空港负责人厉色说道:“立刻停止劫机行为,或可争取宽大处理。”
崔恩浩说道:“莱斯克,你就是为说这些话才联络我的吗?”
他的嘴角泛起一抹嘲讽的笑容,望着莱斯克的脸像在看马戏团哗众取宠的小丑……曾几何时,那张脸在空港所有员工面前是权力的象征,是恐惧的代名词。

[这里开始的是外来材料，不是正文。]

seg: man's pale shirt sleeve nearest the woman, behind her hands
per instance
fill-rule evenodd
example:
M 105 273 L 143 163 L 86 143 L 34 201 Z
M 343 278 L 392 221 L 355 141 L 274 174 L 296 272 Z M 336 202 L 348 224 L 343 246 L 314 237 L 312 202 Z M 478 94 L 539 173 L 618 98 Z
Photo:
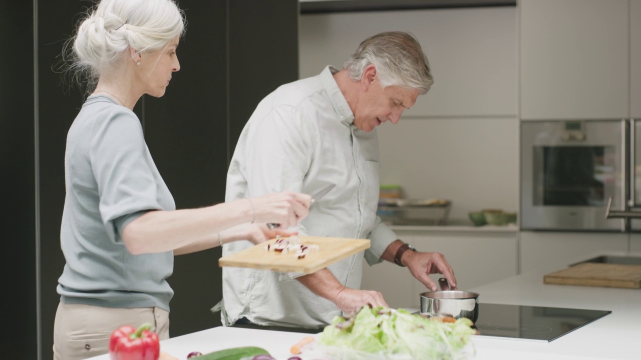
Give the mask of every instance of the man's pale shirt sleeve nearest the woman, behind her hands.
M 247 183 L 249 197 L 274 192 L 301 192 L 313 154 L 311 129 L 299 111 L 292 106 L 276 106 L 260 120 L 248 138 L 246 147 Z M 292 230 L 308 234 L 304 225 Z M 288 281 L 301 273 L 281 273 L 279 279 Z

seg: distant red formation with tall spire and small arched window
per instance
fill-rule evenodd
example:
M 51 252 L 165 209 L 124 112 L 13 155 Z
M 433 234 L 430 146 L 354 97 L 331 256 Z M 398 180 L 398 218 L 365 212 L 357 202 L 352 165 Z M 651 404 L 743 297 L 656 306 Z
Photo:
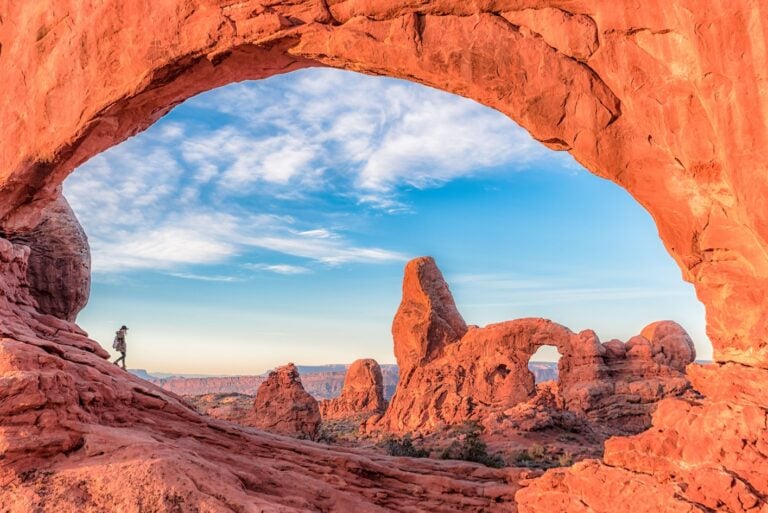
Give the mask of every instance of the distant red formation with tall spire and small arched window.
M 553 415 L 563 419 L 576 415 L 620 432 L 637 432 L 650 425 L 659 400 L 689 388 L 684 370 L 696 352 L 685 330 L 672 321 L 653 323 L 626 344 L 601 344 L 593 331 L 573 333 L 546 319 L 470 326 L 456 338 L 456 331 L 445 328 L 446 317 L 464 325 L 435 261 L 412 260 L 405 266 L 403 299 L 392 323 L 395 354 L 402 358 L 397 362 L 400 382 L 381 429 L 433 431 L 467 420 L 504 423 L 503 412 L 535 396 L 528 361 L 542 345 L 555 346 L 562 355 L 557 403 L 571 415 Z M 411 351 L 414 340 L 430 348 L 418 359 Z

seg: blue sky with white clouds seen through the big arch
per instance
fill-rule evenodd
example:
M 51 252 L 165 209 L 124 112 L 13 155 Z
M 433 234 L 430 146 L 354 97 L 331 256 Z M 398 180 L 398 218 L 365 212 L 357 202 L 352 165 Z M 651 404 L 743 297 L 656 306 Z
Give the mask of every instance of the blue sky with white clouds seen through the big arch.
M 622 189 L 508 118 L 423 86 L 311 69 L 188 100 L 82 165 L 78 322 L 134 368 L 394 362 L 402 268 L 432 255 L 471 324 L 547 317 L 602 340 L 704 310 Z M 554 352 L 543 352 L 553 359 Z

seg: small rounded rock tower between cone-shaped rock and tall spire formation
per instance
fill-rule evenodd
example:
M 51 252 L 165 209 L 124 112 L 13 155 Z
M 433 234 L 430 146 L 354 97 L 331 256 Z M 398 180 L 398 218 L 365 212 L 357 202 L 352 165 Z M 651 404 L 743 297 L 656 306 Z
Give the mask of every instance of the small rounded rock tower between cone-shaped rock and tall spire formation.
M 386 408 L 381 367 L 376 360 L 365 358 L 349 366 L 341 395 L 322 401 L 320 414 L 323 419 L 369 417 Z

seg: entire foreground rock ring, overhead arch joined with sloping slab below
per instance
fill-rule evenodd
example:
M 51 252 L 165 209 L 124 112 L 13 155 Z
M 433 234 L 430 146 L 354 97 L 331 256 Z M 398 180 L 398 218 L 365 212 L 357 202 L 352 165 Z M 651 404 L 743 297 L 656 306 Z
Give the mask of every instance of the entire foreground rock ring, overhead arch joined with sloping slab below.
M 0 509 L 765 511 L 767 11 L 766 0 L 0 0 Z M 514 506 L 516 475 L 395 466 L 205 419 L 109 365 L 65 319 L 75 289 L 48 306 L 35 297 L 38 243 L 8 239 L 43 225 L 73 169 L 194 94 L 307 66 L 472 98 L 624 187 L 706 307 L 714 363 L 688 366 L 704 398 L 662 400 L 647 432 L 606 445 L 606 464 L 527 481 Z M 443 314 L 429 340 L 462 345 L 469 332 Z M 441 358 L 416 336 L 398 358 Z

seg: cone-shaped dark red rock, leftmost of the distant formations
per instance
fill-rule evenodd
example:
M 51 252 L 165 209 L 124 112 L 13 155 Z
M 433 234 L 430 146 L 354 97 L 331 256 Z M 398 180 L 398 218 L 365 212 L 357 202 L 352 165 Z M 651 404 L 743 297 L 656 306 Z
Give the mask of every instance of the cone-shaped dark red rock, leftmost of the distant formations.
M 253 411 L 243 422 L 265 431 L 313 440 L 320 427 L 317 400 L 301 384 L 292 363 L 269 373 L 259 386 Z

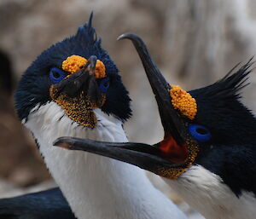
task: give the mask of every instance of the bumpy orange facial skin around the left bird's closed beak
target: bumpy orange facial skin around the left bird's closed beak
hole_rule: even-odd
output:
[[[78,72],[86,65],[87,60],[79,55],[71,55],[62,62],[62,69],[70,72],[67,78],[73,73]],[[95,78],[105,78],[106,69],[102,61],[96,61]],[[49,89],[49,95],[61,108],[64,109],[67,116],[80,125],[93,129],[96,127],[97,118],[93,109],[100,108],[106,101],[106,95],[102,93],[98,104],[90,100],[90,96],[82,91],[76,97],[70,97],[66,94],[59,93],[56,84],[52,84]]]

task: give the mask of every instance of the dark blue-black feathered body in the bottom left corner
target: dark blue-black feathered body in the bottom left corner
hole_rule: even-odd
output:
[[[0,199],[0,219],[75,219],[59,188]]]

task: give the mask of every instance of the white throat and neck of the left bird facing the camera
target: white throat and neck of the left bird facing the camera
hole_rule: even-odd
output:
[[[52,146],[61,136],[127,141],[118,119],[99,109],[95,112],[99,122],[93,130],[73,122],[55,102],[35,107],[24,122],[75,215],[79,219],[185,218],[136,166]]]

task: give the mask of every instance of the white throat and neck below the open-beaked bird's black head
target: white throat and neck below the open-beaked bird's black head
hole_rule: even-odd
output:
[[[201,165],[191,166],[177,180],[165,181],[207,219],[255,218],[253,193],[244,191],[237,197],[219,176]]]

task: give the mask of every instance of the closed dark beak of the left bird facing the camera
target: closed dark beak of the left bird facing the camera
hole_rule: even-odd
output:
[[[90,97],[90,101],[98,104],[102,93],[95,78],[96,61],[97,57],[91,55],[81,70],[69,75],[59,84],[54,84],[55,95],[64,94],[73,98],[84,92],[85,95]]]

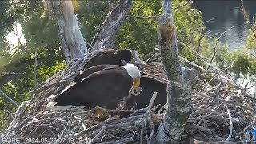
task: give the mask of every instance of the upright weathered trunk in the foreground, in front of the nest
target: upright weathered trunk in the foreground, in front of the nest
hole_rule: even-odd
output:
[[[171,0],[163,2],[164,14],[158,18],[158,45],[168,79],[191,87],[193,70],[182,69],[178,61],[178,46],[174,30]],[[191,94],[178,86],[167,86],[167,108],[154,143],[178,143],[190,115]]]

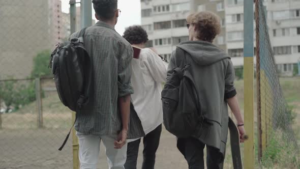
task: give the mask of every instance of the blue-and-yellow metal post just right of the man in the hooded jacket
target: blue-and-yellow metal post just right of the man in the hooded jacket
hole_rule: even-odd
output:
[[[253,1],[244,0],[244,119],[249,139],[244,147],[244,166],[254,168],[254,68]]]

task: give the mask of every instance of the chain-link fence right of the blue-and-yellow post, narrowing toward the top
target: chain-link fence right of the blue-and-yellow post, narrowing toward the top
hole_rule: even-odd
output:
[[[293,110],[280,86],[263,1],[256,1],[258,158],[264,167],[299,167]]]

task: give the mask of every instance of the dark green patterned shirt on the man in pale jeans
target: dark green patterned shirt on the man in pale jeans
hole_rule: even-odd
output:
[[[71,37],[77,37],[77,33]],[[117,100],[133,94],[130,82],[133,49],[112,26],[102,21],[86,29],[84,46],[92,59],[94,78],[89,102],[76,114],[75,129],[82,134],[117,134],[122,129]],[[143,135],[139,119],[130,117],[129,126],[135,126],[130,133],[136,136],[131,134],[129,138]]]

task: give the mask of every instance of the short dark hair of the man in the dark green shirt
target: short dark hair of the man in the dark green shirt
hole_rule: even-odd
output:
[[[117,10],[117,0],[93,0],[92,3],[96,14],[102,20],[112,19]]]

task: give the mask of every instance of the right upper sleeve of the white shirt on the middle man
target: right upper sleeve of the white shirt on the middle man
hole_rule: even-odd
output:
[[[164,61],[151,49],[147,52],[144,64],[156,82],[165,82],[167,78],[167,67]]]

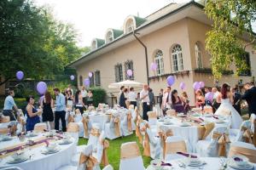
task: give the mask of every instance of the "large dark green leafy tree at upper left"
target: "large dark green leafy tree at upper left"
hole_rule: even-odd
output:
[[[48,7],[30,0],[0,1],[0,76],[5,78],[0,85],[16,71],[35,79],[62,74],[84,50],[77,37],[73,26],[55,20]]]

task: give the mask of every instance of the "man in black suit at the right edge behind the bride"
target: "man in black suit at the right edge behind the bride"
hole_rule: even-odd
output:
[[[246,89],[246,92],[241,96],[241,99],[247,101],[249,116],[251,116],[252,113],[256,113],[256,88],[250,82],[247,82],[243,88]]]

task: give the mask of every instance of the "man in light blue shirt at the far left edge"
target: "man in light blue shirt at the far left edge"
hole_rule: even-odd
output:
[[[4,100],[3,115],[9,116],[10,121],[16,121],[16,116],[13,108],[15,109],[17,115],[20,115],[20,112],[18,111],[18,107],[15,104],[15,91],[13,89],[9,89],[8,94],[9,95]]]

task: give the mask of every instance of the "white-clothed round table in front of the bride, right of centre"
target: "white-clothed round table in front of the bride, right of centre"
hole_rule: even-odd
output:
[[[202,117],[207,122],[214,122],[215,119],[212,117]],[[198,135],[198,127],[197,126],[189,126],[189,127],[182,127],[181,126],[181,120],[177,117],[172,116],[171,118],[172,124],[166,125],[164,122],[157,121],[157,130],[160,130],[160,127],[162,130],[166,131],[167,129],[172,129],[173,135],[175,136],[181,136],[183,139],[186,139],[189,144],[189,152],[196,152],[196,144],[199,138]],[[229,121],[224,120],[224,123],[215,123],[215,127],[218,126],[228,126]],[[208,135],[208,138],[211,136],[211,134]]]

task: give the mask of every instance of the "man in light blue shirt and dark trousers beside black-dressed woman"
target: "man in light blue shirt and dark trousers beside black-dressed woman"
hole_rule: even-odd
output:
[[[56,111],[55,111],[55,129],[59,130],[59,122],[61,119],[62,131],[66,132],[66,100],[63,94],[60,93],[59,88],[54,88],[56,95]]]

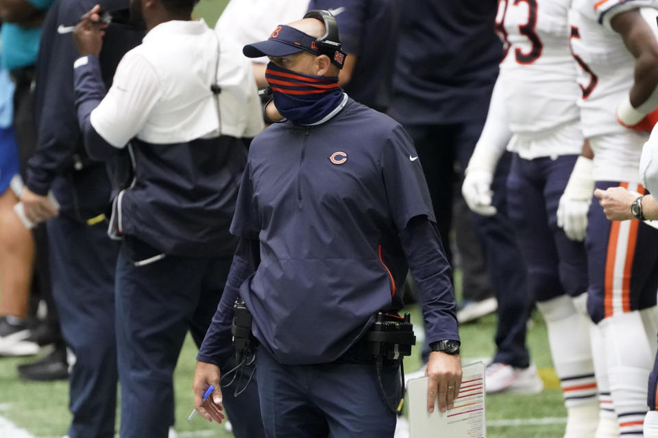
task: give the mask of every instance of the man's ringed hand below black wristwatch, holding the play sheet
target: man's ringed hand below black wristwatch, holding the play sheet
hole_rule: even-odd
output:
[[[459,355],[448,355],[441,351],[432,351],[425,375],[429,377],[427,411],[434,411],[434,403],[437,398],[440,412],[452,409],[454,400],[459,396],[459,386],[461,385]]]

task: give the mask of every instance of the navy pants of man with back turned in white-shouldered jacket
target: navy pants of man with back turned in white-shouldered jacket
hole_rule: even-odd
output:
[[[126,237],[117,261],[117,347],[121,380],[121,438],[166,438],[173,419],[173,370],[190,331],[201,345],[217,310],[232,257],[167,255]],[[193,363],[195,357],[185,361]],[[258,387],[234,398],[222,389],[238,438],[265,436]],[[193,407],[190,407],[192,409]]]

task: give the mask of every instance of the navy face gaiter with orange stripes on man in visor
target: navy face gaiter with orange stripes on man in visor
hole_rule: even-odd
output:
[[[302,75],[270,62],[265,79],[278,112],[297,125],[319,122],[343,101],[337,76]]]

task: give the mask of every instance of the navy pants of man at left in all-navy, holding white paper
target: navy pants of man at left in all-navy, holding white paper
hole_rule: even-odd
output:
[[[113,438],[117,409],[114,268],[118,246],[103,222],[89,226],[63,212],[46,222],[53,299],[75,353],[69,407],[72,438]]]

但是当他把生死置之度外以后,发现那张老脸是如此丑陋,如此令人厌恶,如此无足轻重,与一头只会乱咬乱吠的老狗没有什么分别。
赛克想了想,决定先离开头等舱,等崔恩浩与莱斯克讲过条件,看能不能说服他放弃劫机行为。
但是当他指指普通舱,打算离开的时候,崔恩浩忽然叫住他:“不要走,我想请您做一个见证者。”
赛克收回已经迈出的脚步,一脸不解的样子。
崔恩浩没有回应他的疑问,扭头看向莱斯克。
“我要见甘加达斯市市长。”
“你要见市长?”莱斯克皱眉说道:“为什么?”
“要他道歉,当着媒体的面,像那些遭受不公正待遇的人道歉。”
“荒谬!”莱斯克说道:“市长大人怎么可以向一个恐怖分子道歉,这绝不可能。”
崔恩浩还没有说话,赛克走到摄像头范围内,冷然说道:“为什么不可能?难道整艘客机几百人的性命还没有一句道歉重要?”
“还有,他为什么不能对一个恐怖分子道歉?崔恩浩的行为是不对,这并不能掩盖他所遭遇的不公,如果市长有地方做错,为什么不能道歉?”